An international team of researchers, lead by Australia's Centre for Ultra-high bandwidth Devices for Optical Systems (CUDOS), has made what appears to be a significant breakthrough in optical signal processing.
The team has built a device that extracts a single 10 Gbit/s data stream from a 640 Gbit/s signal; in other words it switches out every 64th bit of data.
The result was presented by CUDOS director Ben Eggleton in a post-deadline paper at the Opto-Electronics and Communications Conference (OECC) in Sydney earlier this month.
"Our research is really looking to the future, and seeing if we can actually build the key building blocks for a system that might operate at a terabit-per-second," Eggleton told fibresystems.org.
The device, a demultiplexer, is a key component for future high-speed optical systems based on optical time division multiplexing (OTDM). This architecture has been proposed for terabit-per-second transmission because there are no detectors or electronics that can operate at such high data rates, nor are there likely to be in the future.
OTDM interleaves multiple low-speed tributary signals in the time domain to create a high-speed composite signal. At the other end of the link, the demultiplexer extracts the signals optically, and then the rest of the signal processing on the tributaries can be carried out in the electronic domain.

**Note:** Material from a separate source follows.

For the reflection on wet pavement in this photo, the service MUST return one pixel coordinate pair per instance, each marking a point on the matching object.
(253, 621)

"The key innovation is the material we're using," says Eggleton. "The material [chalcogenide] is highly non-linear so in many ways it is the holy grail for optical signal processing."
Chalcogenide is a an arsenic tri-sulphide composition of glass, so it's cheap and can be deposited on a silicon wafer and patterned using standard micro-electronics processing techniques. Fine-tuning the chemical recipe for etching well-defined waveguides has taken the researchers several years of work, but that's behind them now.
The 5 cm-long chalcogenide waveguide exploits the optical non-linearity to do wavelength conversion. When the 640 Gbit/s data signal overlaps a clock signal at 10 Gbit/s, it creates an "idler" signal at a third wavelength, which is tapped at the output.
The waveguide is a proof-of-concept device, and the researchers would like to build more functionality onto a chip to make the demonstration more convincing. "You could imagine building a multi-wavelength device on a single chip," says Eggleton. "I think that's the whole vision of monolithic integration — wavelengths coming in, separated spectrally and spatially and then parallel processed on that chip."
To extract all 64 tributaries from a 640 Gbit/s signal would require a 64 waveguides and 64 clocks, and that's before extra wavelengths are added. Even though the waveguides are "colourless", meaning they can operate at any wavelength, integrating them all on a single photonic integrated circuit would be a hugely complicated task. Optical clock recovery is another significant engineering challenge.
In the next stage of the work, CUDOS researchers are looking at ways to shrink down the dimensions of their waveguide by boosting the strength of the non-linearity, so they can fit more components on a chip. To explore the possibilities of integration, they will need to partner with industry, says Eggleton.
"This is not going to be an inexpensive component at the end of the day," he says. "But if you can really do 640 Gbit/s on a single chip then that's a very exciting proposition."
• The technology is the result of a scientific collaboration between CUDOS teams at the University of Sydney and the Australian National University, Canberra, together with the Technical University of Denmark in Lyngby, Denmark, and the University of Science and Technology in Huazhong, China.